Conversely, proponents say these companies will remain big and powerful in the digital space -- commanding a major share of overall advertising dollars. They will slowly determine what needs to be done to further their business -- especially coming from that pie of $70 billion or so that goes to traditional, linear TV.
Barclays says four trends need to be considered:
First, the boundary of content and advertising continues to dissolve. Second, advertising as a proportion of GDP will go up even as TV’s share of advertising declines. Next, “reach” will retain its value relative to targeting -- although over time, this distinction may be less relevant -- and finally, shifts in advertising will be sudden rather than linear.
Oooh. That word "sudden." An unexpected tremor coming for some traditional media company.
Barclays also notes that in particular, cable networks are a riskier business model -- and its $26 billion in advertising revenue it generates.

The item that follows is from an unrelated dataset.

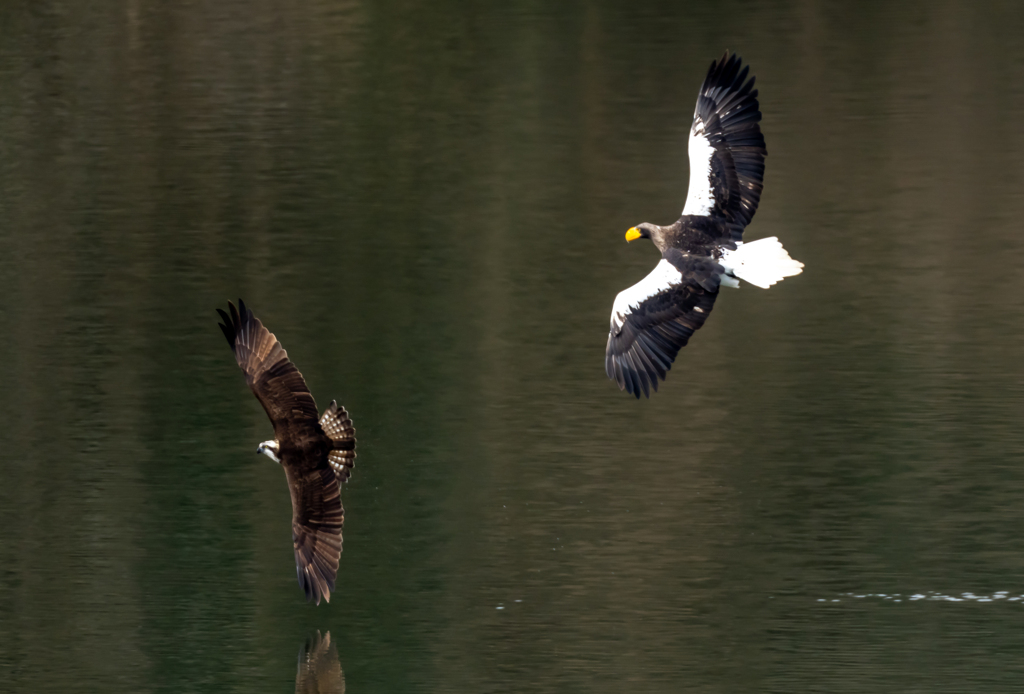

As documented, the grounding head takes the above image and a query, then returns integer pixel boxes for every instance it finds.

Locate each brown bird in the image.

The key issue here isn’t premium entertainment programming -- it’s about sports programming. Sports will continue to be of critical importance to TV broadcast networks -- for now. That will put cable on the back burner.
In addition, local TV is also at risk -- some $20 billion in advertising dollars spent there. While local TV has technology that is poised to change its revenue game -- the ATSC 3.0 standard -- the industry has been legendary for it slow-moving efforts, especially around traditional linear TV buying and selling.
Barclays’ prediction about “reach” still works for local TV stations. But for how long? Looking at TV as a whole, it means some iffy times for traditional linear TV.
Does that mean increasingly less reliance on advertising and more on retransmission and carriage fees -- as well as monthly subscribers fees coming directly to all TV networks?
Get ready to write your own headline.